Please download ATF Cleaner (http://www.atribune.org/ccount/click.php?id=1) by Atribune to your desktop.
Double-click ATF-Cleaner.exe to run the program.
Under Main choose: Select All
Click the Empty Selected button.Your system may start up slower after running ATF Cleaner, this is expected but will be back to normal after the first or second boot up
Please note: If you use online banking or are registered online with any other organizations, ensure you have memorized password and other personal information as removing cookies will temporarily disable the auto-login facility.
Please download Malwarebytes from Here (http://www.malwarebytes.org/mbam-download.php) or Here (http://www.majorgeeks.com/Malwarebytes_Anti-Malware_d5756.html)

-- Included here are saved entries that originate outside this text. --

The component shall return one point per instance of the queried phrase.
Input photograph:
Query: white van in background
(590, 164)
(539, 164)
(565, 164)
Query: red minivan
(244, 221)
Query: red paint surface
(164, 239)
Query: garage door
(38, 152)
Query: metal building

Double-click mbam-setup.exe and follow the prompts to install the program.
At the end, be sure a checkmark is placed next to Update Malwarebytes' Anti-Malware and Launch Malwarebytes' Anti-Malware, then click Finish.
If an update is found, it will download and install the latest version.
Once the program has loaded, select Perform quick scan, then click Scan.
http://i24.photobucket.com/albums/c30/ken545/MBAMCapture.jpg
When the scan is complete, click OK, then Show Results to view the results.
Be sure that everything is checked, and click Remove Selected .
When completed, a log will open in Notepad. Please save it to a convenient location and post the results.
Note: If you receive a notice that some of the items couldn't be removed, that they have been added to the delete on reboot list, please reboot.
Post the report please
Due to inactivity, this thread will now be closed.
If it has been three days or more since your last post, and the helper assisting you posted a response to that post to which you did not reply, your topic will not be reopened. At that point, if you still require help, please start a new topic and include a new DDS log with a link to your previous thread. Please do not add any logs that might have been requested in the closed topic, you would be starting fresh.